MES DEL SAGRADO CORAZÓN DE JESÚS, DÍA 22

DÍA 22

 

V/           En el nombre del Padre, y del Hijo y del Espíritu Santo.

R/           Amén.

V/           El Señor esté con vosotros.

R/           Y con tu espíritu.

 

Invocaciones al Sagrado Corazón de Jesús

 

V/           Corazón de Jesús, Puerta siempre abierta.

R/           Adoramos la llaga de tu costado.

V/           Corazón de Jesús, Pastor de nuestras almas.

R/           ¡Nada nos puede faltar!

V/           Corazón de Jesús, Que conoces a tus ovejas.

R/           No dejes de pronunciar mi nombre.

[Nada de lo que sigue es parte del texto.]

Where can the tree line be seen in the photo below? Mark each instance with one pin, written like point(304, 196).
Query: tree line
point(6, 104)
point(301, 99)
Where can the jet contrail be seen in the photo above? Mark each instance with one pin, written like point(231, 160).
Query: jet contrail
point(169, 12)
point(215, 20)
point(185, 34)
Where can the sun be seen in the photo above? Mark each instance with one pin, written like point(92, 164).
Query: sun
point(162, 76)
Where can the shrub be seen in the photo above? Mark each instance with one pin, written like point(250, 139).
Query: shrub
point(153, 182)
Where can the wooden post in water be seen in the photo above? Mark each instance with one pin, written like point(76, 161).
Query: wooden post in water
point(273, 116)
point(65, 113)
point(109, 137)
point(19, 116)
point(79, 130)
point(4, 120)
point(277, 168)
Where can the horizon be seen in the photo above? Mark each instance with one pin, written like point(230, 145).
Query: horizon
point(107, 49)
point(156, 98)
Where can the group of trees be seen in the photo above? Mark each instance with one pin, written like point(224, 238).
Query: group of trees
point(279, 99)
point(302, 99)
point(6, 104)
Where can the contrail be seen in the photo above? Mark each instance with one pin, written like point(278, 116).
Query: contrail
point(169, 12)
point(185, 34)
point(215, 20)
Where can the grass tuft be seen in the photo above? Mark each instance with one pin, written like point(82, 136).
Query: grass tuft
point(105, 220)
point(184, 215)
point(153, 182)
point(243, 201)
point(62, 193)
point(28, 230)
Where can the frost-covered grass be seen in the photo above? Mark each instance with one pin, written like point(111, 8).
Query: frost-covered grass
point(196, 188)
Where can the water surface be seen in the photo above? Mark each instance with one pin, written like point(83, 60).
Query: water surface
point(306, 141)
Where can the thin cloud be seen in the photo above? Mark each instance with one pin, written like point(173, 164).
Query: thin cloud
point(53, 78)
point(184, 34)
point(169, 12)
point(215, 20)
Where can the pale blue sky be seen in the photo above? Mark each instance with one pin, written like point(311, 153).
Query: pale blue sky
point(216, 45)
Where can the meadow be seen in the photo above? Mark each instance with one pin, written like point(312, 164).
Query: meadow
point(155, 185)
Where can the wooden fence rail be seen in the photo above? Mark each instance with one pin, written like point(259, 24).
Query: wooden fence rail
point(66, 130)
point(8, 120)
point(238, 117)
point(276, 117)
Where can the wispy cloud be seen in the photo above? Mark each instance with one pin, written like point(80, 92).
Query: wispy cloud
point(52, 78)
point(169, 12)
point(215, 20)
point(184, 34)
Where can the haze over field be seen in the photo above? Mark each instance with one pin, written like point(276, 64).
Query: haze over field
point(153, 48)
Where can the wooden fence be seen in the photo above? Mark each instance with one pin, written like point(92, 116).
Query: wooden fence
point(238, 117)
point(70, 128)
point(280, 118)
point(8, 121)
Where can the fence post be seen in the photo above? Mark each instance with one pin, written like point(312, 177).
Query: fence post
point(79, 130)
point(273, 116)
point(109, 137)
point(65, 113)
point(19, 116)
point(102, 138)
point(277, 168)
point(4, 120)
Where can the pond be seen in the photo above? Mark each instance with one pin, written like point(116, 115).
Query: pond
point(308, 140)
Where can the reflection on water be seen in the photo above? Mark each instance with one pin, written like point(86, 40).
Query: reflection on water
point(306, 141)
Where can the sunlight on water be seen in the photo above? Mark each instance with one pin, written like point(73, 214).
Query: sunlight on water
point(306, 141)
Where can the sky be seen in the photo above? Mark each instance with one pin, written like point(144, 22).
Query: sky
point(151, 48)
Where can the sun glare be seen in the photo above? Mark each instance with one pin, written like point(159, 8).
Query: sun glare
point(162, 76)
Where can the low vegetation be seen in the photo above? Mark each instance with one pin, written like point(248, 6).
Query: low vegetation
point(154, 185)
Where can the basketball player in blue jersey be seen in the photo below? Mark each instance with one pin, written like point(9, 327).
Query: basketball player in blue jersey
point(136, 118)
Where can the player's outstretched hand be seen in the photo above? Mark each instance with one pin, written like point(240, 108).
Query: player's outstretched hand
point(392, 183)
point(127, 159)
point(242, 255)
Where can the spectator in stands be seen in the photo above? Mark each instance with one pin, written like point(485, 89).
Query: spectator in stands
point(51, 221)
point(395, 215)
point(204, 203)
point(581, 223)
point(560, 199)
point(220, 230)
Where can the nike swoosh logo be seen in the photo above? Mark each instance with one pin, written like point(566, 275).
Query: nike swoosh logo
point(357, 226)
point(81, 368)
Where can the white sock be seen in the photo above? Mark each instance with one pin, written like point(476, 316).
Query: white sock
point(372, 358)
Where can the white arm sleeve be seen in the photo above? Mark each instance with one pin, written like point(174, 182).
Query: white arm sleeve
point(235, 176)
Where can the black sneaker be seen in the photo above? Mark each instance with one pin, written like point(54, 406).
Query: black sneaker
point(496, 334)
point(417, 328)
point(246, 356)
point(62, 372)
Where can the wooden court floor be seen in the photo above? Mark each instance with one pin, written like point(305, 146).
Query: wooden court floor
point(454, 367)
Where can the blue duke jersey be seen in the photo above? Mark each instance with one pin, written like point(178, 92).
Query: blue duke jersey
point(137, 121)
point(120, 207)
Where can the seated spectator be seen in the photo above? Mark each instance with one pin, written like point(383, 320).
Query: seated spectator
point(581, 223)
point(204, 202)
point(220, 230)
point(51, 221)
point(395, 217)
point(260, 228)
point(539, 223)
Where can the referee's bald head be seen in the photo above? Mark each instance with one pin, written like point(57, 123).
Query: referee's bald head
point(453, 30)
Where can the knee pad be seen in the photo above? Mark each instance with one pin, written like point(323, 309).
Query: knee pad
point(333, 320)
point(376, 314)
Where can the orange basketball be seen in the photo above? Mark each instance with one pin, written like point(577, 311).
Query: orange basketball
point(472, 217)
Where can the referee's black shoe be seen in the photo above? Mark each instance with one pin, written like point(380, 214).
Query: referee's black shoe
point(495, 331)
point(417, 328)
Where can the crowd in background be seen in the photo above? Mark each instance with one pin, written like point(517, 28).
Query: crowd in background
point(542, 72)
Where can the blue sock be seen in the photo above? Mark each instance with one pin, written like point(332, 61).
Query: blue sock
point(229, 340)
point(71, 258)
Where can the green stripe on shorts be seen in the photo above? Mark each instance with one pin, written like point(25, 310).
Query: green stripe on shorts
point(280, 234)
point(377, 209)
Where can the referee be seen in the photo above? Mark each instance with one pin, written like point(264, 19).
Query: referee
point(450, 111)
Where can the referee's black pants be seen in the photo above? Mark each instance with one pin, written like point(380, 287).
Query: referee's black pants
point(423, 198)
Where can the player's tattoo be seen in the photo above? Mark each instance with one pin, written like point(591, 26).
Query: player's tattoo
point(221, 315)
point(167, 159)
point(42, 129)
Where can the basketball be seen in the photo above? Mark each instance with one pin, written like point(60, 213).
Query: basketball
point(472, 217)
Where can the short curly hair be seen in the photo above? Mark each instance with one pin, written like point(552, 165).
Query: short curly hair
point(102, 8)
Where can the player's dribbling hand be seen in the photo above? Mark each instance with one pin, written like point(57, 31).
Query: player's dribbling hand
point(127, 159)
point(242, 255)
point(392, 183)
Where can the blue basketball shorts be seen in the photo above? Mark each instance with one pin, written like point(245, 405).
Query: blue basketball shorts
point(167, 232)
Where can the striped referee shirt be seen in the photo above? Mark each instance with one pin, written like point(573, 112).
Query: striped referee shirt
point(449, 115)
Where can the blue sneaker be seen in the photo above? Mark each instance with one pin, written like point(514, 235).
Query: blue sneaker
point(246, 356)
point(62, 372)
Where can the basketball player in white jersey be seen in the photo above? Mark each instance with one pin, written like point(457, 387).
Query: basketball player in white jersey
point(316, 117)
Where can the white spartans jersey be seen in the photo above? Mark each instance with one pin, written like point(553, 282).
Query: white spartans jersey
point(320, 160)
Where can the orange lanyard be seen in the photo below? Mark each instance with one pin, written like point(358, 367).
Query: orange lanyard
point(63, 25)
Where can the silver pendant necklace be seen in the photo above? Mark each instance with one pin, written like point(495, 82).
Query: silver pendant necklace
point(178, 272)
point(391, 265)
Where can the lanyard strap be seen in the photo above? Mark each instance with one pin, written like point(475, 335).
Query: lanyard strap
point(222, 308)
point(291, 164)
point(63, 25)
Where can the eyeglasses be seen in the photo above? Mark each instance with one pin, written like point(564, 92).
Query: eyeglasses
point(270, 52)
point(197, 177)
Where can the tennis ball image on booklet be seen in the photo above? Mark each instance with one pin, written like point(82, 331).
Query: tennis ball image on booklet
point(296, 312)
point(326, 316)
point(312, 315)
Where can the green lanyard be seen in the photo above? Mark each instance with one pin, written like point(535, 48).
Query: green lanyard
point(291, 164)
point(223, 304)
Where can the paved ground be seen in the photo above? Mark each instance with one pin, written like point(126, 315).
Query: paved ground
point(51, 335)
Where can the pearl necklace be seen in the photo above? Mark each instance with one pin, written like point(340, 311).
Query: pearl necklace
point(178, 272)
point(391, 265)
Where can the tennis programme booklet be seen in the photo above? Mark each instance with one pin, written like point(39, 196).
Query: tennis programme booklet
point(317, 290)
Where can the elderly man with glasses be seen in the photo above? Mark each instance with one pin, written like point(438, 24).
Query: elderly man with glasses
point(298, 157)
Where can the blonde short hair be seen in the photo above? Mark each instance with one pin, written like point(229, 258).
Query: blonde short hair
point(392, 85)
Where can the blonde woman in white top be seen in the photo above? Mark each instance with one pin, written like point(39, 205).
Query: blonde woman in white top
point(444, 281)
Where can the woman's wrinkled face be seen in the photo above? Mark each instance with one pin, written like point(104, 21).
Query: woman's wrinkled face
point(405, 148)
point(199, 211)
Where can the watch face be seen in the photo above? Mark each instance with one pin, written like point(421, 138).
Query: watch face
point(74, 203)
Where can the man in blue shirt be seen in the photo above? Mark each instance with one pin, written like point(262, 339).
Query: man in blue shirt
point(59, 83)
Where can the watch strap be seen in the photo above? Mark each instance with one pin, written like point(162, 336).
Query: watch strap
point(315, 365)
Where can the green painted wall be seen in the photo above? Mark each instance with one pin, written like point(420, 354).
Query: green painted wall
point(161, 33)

V/           Sagrado Corazón de Jesús.

R/           En ti confío.

R/           ¡Oh  Dios  mío!,  lejos  de  desalentarme  a  la  vista  de  mis miserias, vengo a vos confiadamente, acordándome de que “no tienen necesidad de médico los sanos sino los enfermos”*64

*64 santa teresa del niño Jesús y la Santa faz

Oración para todos los días

 

¡Oh Dios!, que en el Corazón de tu Hijo, herido por nuestros pecados has depositado infinitos tesoros de caridad; te pedimos que, al rendirle el homenaje de nuestro amor, le ofrezcamos una cumplida reparación. Por Jesucristo nuestro Señor.

 

R/ Amén.

 

Lectura bíblica: Sal 69, 21

 

La afrenta me destroza el corazón y desfallezco. Espero compasión y no la hay;

consoladores y no los encuentro.

 

Meditación: Consolar a Cristo

 

Mas ¿cómo podrán estos actos de reparación consolar a Cristo, que dichosamente reina en los cielos? Respondemos con palabras de San Agustín: «Dame un corazón que ame y sentirá lo que digo».

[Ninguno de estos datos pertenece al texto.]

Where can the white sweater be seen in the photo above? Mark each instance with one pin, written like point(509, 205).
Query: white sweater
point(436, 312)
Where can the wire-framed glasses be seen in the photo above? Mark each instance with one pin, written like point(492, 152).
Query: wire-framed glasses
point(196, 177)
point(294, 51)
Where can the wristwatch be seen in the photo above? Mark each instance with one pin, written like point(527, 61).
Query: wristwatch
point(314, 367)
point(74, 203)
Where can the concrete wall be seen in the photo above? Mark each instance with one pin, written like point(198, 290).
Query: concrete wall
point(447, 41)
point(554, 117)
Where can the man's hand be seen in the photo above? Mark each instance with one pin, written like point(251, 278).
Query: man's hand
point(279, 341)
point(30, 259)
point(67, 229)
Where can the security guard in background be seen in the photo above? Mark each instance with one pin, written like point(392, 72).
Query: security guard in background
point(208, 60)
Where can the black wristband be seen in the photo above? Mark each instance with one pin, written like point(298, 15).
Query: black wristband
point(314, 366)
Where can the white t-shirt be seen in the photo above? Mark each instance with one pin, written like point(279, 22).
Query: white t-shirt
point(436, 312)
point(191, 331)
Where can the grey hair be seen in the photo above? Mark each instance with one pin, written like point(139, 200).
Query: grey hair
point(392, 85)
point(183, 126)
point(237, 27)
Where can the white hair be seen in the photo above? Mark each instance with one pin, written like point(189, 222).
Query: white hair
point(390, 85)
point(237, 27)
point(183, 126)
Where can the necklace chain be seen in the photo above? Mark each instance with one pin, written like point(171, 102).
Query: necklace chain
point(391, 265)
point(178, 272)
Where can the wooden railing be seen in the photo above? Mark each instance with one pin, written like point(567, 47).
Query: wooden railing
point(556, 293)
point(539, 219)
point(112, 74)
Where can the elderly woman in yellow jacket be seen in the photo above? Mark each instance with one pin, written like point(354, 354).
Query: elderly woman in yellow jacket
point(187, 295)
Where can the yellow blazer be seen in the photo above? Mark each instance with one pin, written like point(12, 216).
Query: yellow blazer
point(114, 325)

Un alma de veras amante de Dios, si mira al tiempo pasado, ve a Jesucristo trabajando, doliente, sufriendo durísimas penas «por nosotros los hombres y por nuestra salvación», tristeza, angustias, oprobios, «quebrantado por nuestras culpas» y sanándonos con sus llagas. De todo lo cual tanto más hondamente se penetran las almas piadosas cuanto más claro ven que los pecados de los hombres en cualquier tiempo cometidos fueron causa de que el Hijo de Dios se entregase a la muerte; y aun ahora esta misma muerte, con sus mismos dolores y tristezas, de nuevo le infieren, ya que cada pecado renueva a su modo la pasión del Señor, conforme a lo del Apóstol:

«Nuevamente crucifican al Hijo de Dios y le exponen a vituperio». Que si a causa también de nuestros pecados futuros, pero previstos, el alma de Cristo Jesús estuvo triste hasta la muerte, sin duda algún consuelo recibiría de nuestra reparación también futura, pero prevista, cuando el ángel del cielo se le apareció para consolar su Corazón oprimido de tristeza y angustias. Así, aún podemos y debemos consolar aquel Corazón sacratísimo, incesantemente ofendido por los pecados y la ingratitud de los hombres, por este modo admirable, pero verdadero; pues alguna vez, como se lee en la sagrada   liturgia,   el   mismo   Cristo   se   queja   a   sus   amigos   del desamparo, diciendo por los labios del Salmista: «Improperio y miseria esperó mi corazón; y busqué quien compartiera mi tristeza y no lo hubo; busqué quien me consolara y no lo hallé».*65

*65 Pio XI CARTA ENCÍCLICA MISERENTISSIMUS REDEMPTOR

Acto de confianza

 

R/           ¡Oh Corazón de Jesús! Pongo toda mi confianza en Ti. De mi debilidad todo lo temo, pero todo lo espero de tu bondad. A tu Corazón  confío  que  proveas  a nuestra  diócesis  y a toda  la  iglesia universal de muchos y santos sacerdotes (u otra petición que se desee). Míralo todo y después haz lo que tu Corazón te diga, deja obrar a tu Corazón. ¡Jesús mío, yo cuento contigo, yo me fío de ti, yo descanso en ti, yo estoy seguro en ti!

 

V/           Corazón de Jesús, hecho obediente hasta la muerte.

R/           Ten misericordia de nosotros.

V/           Jesús, manso y humilde de Corazón.

R/           Haz nuestro corazón semejante al tuyo.